There were protests against the incident in Kashmir in February: PTI
A bright looking eight-year old girl belonging to a Muslim nomadic tribe in Indian-administered Kashmir goes missing in the new year.
On 17 January, her battered body is recovered from a forest in Kathua district. Through February, police arrest eight men, including a retired government official, four policemen and a juvenile, in connection with the gang rape and murder of the girl, reports BBC.
There are protests in the summer capital, Srinagar, demanding a special probe into the incident. The crime exposed the fault lines between the Hindu-majority Jammu and the Muslim-majority Kashmir valley in a sharply divided state. The incident is covered promptly and prominently by the local media in the Muslim-dominated valley.
So why does this story from Kathua make it to national news networks only in mid-April? Why does it evoke delayed outrage and anger? Why does this happen only after Hindu right-wing groups protest the arrest of the accused, who also belong to a Hindu community?
Why are the eventual protests in Delhi - including a midnight march by chief opposition leader Rahul Gandhi - milder than the ones after a similarly brutal gang-rape and murder of a 23-year-old woman in Delhi in 2012?
The responses tell us something about modern India.
The media in Delhi, many believe, exerts a disproportionate and undeserved influence over shaping the "national narrative". And large sections of this media have been partisan and selective when it comes to reporting on Kashmir, one of the world's most heavily militarised regions.
India and Pakistan have fought two wars and a limited conflict over Kashmir and there's been an armed revolt in the region against Indian rule since 1989. "The biggest problem in Kashmir is the way the place has been covered in the mainland Indian media," wrote senior journalist and editor of The Print, Shekhar Gupta, in 2015. "The problem has always been very closely linked to national security and military security."
So, often, the truth (about Kashmir), he wrote, "was considered against national security".
In this instance, one could possibly cite "religious honour" as another reason for why most national media avoided reporting on the crime. The support shown to the accused by Hindu right wing-groups - and two ministers from the ruling Bharatiya Janata Party (BJP) - has shocked many.
Prime Minister Narendra Modi only broke his silence on Friday evening with a series of tweets, saying "no culprit will be spared... our daughters will definitely get justice".
'Not such a big story'
A journalist who has been covering the incident in Kathua since January says that he had been telling his colleagues who work for Delhi-based news networks to report on the crime and its aftermath.
"When some of the reporters approached their offices in Delhi to tell them about the incident, the feeling was that the inauguration of a garden of tulips in the valley was a better story than the rape and murder of a girl," Sameer Yasir, an independent Srinagar-based journalist, told me.

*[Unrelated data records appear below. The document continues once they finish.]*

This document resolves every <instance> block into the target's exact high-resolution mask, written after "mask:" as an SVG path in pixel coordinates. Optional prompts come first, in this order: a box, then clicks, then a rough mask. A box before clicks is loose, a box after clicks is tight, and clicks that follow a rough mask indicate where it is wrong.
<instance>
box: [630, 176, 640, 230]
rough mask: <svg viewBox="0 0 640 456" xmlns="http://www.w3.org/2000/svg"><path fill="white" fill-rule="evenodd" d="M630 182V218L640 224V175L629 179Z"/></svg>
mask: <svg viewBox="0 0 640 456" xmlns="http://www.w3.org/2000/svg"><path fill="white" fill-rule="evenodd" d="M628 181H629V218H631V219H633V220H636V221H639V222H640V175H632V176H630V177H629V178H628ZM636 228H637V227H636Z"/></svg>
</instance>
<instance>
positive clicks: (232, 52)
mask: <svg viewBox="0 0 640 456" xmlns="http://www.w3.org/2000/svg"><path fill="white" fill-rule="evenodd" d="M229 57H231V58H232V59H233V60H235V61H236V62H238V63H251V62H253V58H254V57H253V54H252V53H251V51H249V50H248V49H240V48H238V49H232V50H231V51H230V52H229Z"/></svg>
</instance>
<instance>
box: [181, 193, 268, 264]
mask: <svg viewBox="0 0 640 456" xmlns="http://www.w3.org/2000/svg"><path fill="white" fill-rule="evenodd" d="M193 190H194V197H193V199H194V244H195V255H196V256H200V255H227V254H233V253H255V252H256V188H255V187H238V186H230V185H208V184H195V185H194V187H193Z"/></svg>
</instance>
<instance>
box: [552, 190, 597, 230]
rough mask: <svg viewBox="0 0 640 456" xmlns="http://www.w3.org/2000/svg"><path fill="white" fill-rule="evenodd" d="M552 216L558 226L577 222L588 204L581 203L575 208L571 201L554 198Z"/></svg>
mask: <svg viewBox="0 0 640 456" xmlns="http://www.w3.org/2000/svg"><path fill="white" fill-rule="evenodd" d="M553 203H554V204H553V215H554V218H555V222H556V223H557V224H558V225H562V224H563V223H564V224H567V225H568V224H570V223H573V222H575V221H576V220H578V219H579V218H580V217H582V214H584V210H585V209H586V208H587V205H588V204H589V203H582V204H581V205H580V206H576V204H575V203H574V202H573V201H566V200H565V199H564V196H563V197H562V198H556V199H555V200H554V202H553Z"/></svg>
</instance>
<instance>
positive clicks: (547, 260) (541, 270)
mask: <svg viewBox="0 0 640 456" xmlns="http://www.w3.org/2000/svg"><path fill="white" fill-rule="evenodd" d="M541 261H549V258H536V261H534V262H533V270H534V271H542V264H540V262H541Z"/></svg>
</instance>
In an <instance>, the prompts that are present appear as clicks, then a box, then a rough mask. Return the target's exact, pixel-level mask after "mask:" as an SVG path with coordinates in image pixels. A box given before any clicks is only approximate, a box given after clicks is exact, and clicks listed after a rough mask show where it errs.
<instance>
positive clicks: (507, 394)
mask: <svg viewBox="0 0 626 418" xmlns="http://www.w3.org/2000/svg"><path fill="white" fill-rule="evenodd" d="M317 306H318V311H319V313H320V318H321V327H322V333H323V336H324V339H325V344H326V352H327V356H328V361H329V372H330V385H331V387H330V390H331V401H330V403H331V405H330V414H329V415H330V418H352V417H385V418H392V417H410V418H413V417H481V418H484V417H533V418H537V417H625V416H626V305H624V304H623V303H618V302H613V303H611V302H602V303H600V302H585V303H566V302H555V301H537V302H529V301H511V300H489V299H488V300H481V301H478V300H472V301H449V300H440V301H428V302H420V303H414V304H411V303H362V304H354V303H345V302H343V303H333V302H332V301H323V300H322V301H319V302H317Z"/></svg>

According to Mr Yasir, most of their bosses prevaricated, saying they didn't have enough people on the ground in Jammu, and that it was not "such a big story". Only one English news network has been consistently covering the story.
"I believe that media is almost tired of reporting violence in India. Rapes, lynching, torture is being reported all the time. It's almost like you have to run a torture report, like the weather report," says Shiv Visvanathan, a Delhi-based social scientist.